Optional: short-term cache of suggestion answers¶
If the same suggestion is shown many times, cache its answer. Trades staleness for latency + cost on the answering path.
Canonical wiki instance — Yelp BAA (2026-03-27)¶
Source: sources/2026-03-27-yelp-building-biz-ask-anything-from-prototype-to-product
Yelp's prototype used LLM-generated questions at a business- category level. The post's framing of the problem:
"Initially, we used an LLM to generate generic questions at a business category level. So, Mexican restaurants, Bars, Parks, each had their own suggestion list. This approach occasionally produced questions that were unanswerable with the available data for the particular business."
The production fix switches the generation input from category to this business's content:
"Therefore, we invested in generating suggestions from the business's actual content. To reduce cost, we used a handful of recent reviews, a summary that we have generated for every business, as well as the business owner's description (instead of using the full content). This surfaces what people really care about and talk about that specific place."
The post's example contrasts the two approaches for [Parc] (a French brunch restaurant):
- Category-level suggestions: not bad, but generic given that this is a French / breakfast / brunch place.
- Content-derived suggestion: "Can you order freshly baked bread to go?" — landing on a signature detail of this specific restaurant ("known for its freshly baked bread basket that is offered complementary to customers").
Measurable outcomes after the switch:
- +~50% engagement with suggested questions.
- -~26% inability-to-answer rate on suggested questions.
Next-step directions Yelp names:
"Next, we will be incorporating user engagement signals to adjust the suggested question ranking and invest in short-term caching of suggested question answers to improve the user experience with faster answers and cost reduction."
Why it works¶
- Suggestion–answerability alignment. The suggestion is produced from the same content substrate the answer will be drawn from — if the generator sees a salient detail in the reviews, the answerer can cite it.
- Signal-to-noise at the category level is terrible for entities with distinctive offerings. "Popular breakfast items?" is generic; "Can you order freshly baked bread to go?" is specific and high-intent.
- Cold-start handled gracefully. For new entities with thin content, suggestions naturally fall back toward category-generic — no special-case code needed.
Failure modes¶
- Review skew toward extremes. If recent reviews are dominated by complaints, suggestions may highlight negatives. Mitigation: diversify the review sample.
- Stale summary / owner description. If the per-business summary is cached and not refreshed, suggestions drift from current reality.
- Over-specific suggestions that match only a rare content slice — users click and get "we don't have info on that". Mitigation: eval suggestion set against the full content before shipping.

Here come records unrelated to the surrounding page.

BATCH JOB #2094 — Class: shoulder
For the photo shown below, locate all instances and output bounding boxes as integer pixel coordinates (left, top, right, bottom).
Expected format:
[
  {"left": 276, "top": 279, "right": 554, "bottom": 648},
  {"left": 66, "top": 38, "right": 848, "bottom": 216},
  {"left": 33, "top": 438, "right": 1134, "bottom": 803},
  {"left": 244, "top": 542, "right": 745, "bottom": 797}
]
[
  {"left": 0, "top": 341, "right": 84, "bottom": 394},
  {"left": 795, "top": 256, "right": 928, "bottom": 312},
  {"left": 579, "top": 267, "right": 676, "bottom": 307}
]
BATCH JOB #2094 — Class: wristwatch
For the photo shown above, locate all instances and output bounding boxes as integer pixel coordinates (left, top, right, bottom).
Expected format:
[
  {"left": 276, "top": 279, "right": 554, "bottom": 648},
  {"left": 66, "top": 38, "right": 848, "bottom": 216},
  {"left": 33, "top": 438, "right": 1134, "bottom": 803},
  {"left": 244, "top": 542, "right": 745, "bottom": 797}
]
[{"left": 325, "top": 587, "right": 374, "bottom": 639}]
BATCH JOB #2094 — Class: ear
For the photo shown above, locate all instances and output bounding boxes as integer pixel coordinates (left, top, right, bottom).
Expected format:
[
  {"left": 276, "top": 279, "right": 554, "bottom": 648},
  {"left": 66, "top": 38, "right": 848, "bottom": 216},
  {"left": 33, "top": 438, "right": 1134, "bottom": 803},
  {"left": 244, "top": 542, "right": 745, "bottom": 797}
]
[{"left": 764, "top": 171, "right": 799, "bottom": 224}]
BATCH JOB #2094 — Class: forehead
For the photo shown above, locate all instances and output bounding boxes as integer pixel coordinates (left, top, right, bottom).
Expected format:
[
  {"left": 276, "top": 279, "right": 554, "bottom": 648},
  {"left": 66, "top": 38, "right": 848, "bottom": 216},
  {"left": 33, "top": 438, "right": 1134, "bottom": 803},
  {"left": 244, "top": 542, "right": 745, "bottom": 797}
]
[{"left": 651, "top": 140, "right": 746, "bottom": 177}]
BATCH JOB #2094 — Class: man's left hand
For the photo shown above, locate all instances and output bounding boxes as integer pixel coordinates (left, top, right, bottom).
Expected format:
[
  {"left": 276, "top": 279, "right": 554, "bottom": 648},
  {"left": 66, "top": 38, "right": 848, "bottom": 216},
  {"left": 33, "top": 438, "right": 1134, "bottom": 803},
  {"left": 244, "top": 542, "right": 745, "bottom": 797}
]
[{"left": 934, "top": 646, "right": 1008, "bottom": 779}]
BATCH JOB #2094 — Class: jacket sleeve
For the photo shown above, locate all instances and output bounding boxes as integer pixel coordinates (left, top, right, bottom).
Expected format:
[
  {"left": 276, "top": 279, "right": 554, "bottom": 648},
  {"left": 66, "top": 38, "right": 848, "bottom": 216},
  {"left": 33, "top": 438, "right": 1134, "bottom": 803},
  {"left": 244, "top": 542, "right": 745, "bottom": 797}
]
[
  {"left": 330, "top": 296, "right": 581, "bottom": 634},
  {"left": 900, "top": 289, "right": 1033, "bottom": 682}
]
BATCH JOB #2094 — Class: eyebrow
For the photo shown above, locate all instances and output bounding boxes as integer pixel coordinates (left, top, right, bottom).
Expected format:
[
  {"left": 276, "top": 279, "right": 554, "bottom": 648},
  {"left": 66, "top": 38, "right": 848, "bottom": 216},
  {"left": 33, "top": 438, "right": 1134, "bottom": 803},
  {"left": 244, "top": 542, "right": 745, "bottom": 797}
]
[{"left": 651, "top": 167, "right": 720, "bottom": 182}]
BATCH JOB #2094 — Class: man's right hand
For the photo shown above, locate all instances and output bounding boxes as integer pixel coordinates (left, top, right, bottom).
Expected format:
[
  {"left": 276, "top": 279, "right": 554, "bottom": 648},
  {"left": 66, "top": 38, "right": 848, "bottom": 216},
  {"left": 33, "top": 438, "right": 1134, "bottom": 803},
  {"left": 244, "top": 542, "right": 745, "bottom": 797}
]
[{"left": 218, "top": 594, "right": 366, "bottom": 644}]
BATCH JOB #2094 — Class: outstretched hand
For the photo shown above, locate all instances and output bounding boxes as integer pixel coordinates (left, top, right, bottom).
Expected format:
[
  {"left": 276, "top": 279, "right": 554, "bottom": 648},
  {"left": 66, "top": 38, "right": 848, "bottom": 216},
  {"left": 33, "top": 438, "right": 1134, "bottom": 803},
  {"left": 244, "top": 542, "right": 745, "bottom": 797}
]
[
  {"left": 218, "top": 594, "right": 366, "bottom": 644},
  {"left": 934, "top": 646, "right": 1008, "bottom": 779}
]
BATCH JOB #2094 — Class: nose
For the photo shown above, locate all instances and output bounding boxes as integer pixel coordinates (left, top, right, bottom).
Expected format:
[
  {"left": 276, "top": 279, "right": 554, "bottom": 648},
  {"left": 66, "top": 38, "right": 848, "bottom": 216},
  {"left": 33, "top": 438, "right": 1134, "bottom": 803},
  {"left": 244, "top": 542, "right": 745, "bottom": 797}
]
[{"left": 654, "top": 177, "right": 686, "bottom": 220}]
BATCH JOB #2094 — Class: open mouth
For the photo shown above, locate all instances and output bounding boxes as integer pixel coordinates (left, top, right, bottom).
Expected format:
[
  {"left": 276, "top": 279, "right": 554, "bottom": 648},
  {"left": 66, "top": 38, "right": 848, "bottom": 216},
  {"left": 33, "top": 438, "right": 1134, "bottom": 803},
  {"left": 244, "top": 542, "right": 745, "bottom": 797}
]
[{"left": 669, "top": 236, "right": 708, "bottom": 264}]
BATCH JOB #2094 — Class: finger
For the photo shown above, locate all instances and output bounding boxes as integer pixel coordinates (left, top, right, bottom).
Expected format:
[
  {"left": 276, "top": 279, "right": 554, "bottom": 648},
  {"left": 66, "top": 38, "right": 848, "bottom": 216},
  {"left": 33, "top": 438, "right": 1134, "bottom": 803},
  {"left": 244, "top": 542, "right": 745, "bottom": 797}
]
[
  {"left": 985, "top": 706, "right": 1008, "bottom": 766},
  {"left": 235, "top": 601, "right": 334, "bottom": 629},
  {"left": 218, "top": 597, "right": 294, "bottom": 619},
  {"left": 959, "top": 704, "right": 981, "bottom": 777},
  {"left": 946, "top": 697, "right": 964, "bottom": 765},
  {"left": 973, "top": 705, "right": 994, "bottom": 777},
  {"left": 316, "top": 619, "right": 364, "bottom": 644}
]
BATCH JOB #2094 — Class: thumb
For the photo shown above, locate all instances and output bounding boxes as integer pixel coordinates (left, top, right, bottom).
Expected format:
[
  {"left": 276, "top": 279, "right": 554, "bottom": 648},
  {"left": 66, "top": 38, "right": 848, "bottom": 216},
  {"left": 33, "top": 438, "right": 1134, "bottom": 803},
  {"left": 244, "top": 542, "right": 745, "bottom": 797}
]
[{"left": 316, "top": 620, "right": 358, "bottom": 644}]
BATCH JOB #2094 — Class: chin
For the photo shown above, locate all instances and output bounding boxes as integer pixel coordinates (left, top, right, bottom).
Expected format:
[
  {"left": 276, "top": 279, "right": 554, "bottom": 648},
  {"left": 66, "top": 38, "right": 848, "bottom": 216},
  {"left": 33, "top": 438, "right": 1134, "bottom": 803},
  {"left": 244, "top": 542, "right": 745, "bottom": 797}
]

- New business, thin content — suggestions tend to be generic. Yelp names this: "For businesses with limited content (e.g. new businesses) the questions tend to be more generic but will adjust as content increased on the business page over time." Accept the trade-off explicitly.
Relation to sibling patterns¶
- patterns/parallel-pre-retrieval-classifier-pipeline — suggested questions are routed through the same pre- retrieval classifier pipeline as free-form user questions; a bad suggestion still hits the inquiry-type gate.
- The content-grounded-answer discipline — see concepts/content-grounded-answer.
Seen in¶
- sources/2026-03-27-yelp-building-biz-ask-anything-from-prototype-to-product — canonical wiki instance. Yelp replaced category-level LLM-generated suggestions with per-business content- derived suggestions (handful of recent reviews + pre- generated summary + owner description). Measurable impact: +~50% engagement and -~26% unable-to-answer rate on suggested questions.